Cinsiyetsizlik kavramıyla ortaya atılan ayrı bir tehlike çanları çalıyor. Kadın-erkek ayrımını ortadan kaldırma. Bunu kadın erkek eşitliğiyle karıştırmayın. Bu tek tip insan ortaya çıkarma eylemidir. Bunu giyimde, davranışlarda, yaşayışta hatta cinsel tercihte oluşturmaya çalışıyorlar. Hatta çocukların oyuncak tercihlerinde bile. Kız - oğlan, gelin- damat, karı - koca, anne- baba kavramınız olmasın istiyorlar. İş kadını, iş adamı kavramlarını iş insanı olarak değiştirdikleri gibi. Kadın ya da erkek olmanın bu kavramlarla anılmanın yanlış ve aşağılayıcı olduğu algısını yaratmak. Bu ayrımın kaldırılması oldukça tehlikelidir, sonu biseksüelliktir. (Yani her iki cinsle de ilişki kurmak.)

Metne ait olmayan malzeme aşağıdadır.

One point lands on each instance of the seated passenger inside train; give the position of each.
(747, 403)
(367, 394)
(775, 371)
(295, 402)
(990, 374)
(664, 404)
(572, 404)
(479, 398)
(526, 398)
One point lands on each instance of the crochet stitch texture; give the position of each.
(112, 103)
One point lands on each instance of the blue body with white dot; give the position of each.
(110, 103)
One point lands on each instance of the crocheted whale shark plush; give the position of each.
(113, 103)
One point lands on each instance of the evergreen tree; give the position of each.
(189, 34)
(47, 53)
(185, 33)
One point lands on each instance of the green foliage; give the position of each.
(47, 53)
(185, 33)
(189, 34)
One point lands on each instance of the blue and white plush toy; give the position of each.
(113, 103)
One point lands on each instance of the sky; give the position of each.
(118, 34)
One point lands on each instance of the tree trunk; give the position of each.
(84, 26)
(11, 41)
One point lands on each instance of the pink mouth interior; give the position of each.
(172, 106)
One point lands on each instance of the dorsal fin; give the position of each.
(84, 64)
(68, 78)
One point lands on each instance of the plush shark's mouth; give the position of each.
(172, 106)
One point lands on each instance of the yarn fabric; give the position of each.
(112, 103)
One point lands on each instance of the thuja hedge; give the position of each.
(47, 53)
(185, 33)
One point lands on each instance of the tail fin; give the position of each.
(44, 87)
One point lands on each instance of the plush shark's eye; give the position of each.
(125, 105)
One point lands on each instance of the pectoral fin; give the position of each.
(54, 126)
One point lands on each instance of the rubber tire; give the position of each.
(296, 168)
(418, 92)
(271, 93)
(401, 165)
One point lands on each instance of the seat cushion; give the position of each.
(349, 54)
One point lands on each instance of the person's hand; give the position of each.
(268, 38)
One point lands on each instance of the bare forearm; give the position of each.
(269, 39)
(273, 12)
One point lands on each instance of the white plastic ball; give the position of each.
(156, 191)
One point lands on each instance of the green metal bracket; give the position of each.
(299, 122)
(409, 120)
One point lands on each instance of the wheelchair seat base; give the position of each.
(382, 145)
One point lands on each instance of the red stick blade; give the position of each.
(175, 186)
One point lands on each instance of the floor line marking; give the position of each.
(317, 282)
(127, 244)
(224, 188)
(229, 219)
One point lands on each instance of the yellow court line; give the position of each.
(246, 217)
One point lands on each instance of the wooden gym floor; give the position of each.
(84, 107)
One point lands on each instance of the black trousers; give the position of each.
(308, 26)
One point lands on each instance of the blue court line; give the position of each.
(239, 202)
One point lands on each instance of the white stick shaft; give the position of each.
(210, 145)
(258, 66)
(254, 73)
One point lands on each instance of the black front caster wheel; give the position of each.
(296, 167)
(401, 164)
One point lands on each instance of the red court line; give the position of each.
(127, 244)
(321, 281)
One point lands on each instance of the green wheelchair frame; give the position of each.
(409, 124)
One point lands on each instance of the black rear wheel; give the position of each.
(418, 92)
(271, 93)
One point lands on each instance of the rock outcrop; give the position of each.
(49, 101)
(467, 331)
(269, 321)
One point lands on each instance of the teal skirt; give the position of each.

Bu çarpıtmaların ve tahribatların sonucunu özellikle sosyal medyada görüyoruz. Adamın biri çıkıyor hamileyim diye binlerce insana aylarca kendini takip ettiriyor. Göbeğini gösterip şu kadar zaman sonra doğacak diyor. Bir hastane odasında, hastaneyi ve masum bir bebeği de alet edip , doğurdum deyip ortaya çıkıyor. Şuurunu kaybetmiş bir kesimde gözün aydınlar diliyor. Ya buna alet olan hastaneye ne demeli? Çocuğunuzun bunu izlediğini ve nasıl bir psikolojik karmaşa yaşadığını bir düşünün, bunu ona nasıl açıklarsanız. Hadi o deli, aklını kaçırmış deyip geçin, ya diğerleri. Ahlaksızlık farklı cephelerden vuruyor sırtımızdan, kahpe bir kurşun gibi.
Gördükçe, tepki vermedikçe alıştırıyor ve normalleştiriyor. Asıl sorun bu. Sonra oturmuş gündüz programlarında birbirlerinin bütün kirli çamaşırlarını döken aileleri takip edip, kim kiminle aldatmış, hangi kadın yufkacıya kaçmış, kimin çocuğu kimdenmiş merakla takip eden sürülere dönüşmüşsünüz.
Dört duvar arasında yaşanması gereken ilişkiler ve mahremiyet ortalıkta yaşanıyor. Bizim hayvanlardan farkımız olmalı oysa, ormanda değil, inşa ettiğimiz medeniyette yaşıyoruz değil mi? Kâinatta en mertebeli olanı, yüce varlığı insan olarak yarattı Yaradan. Melekler bile insanın üstünlüğüne saygı gösterdi, boyun eğdi. Şeytan hariç. Bazıları ona uymayı ve geçici hevesler ,mutluluklar için değerini düşürmeyi tercih etti. Toplumda düzeni, ahlâkı, adaleti bozuyor ama arsızca yine adaleti ve değer görmeyi bekliyor.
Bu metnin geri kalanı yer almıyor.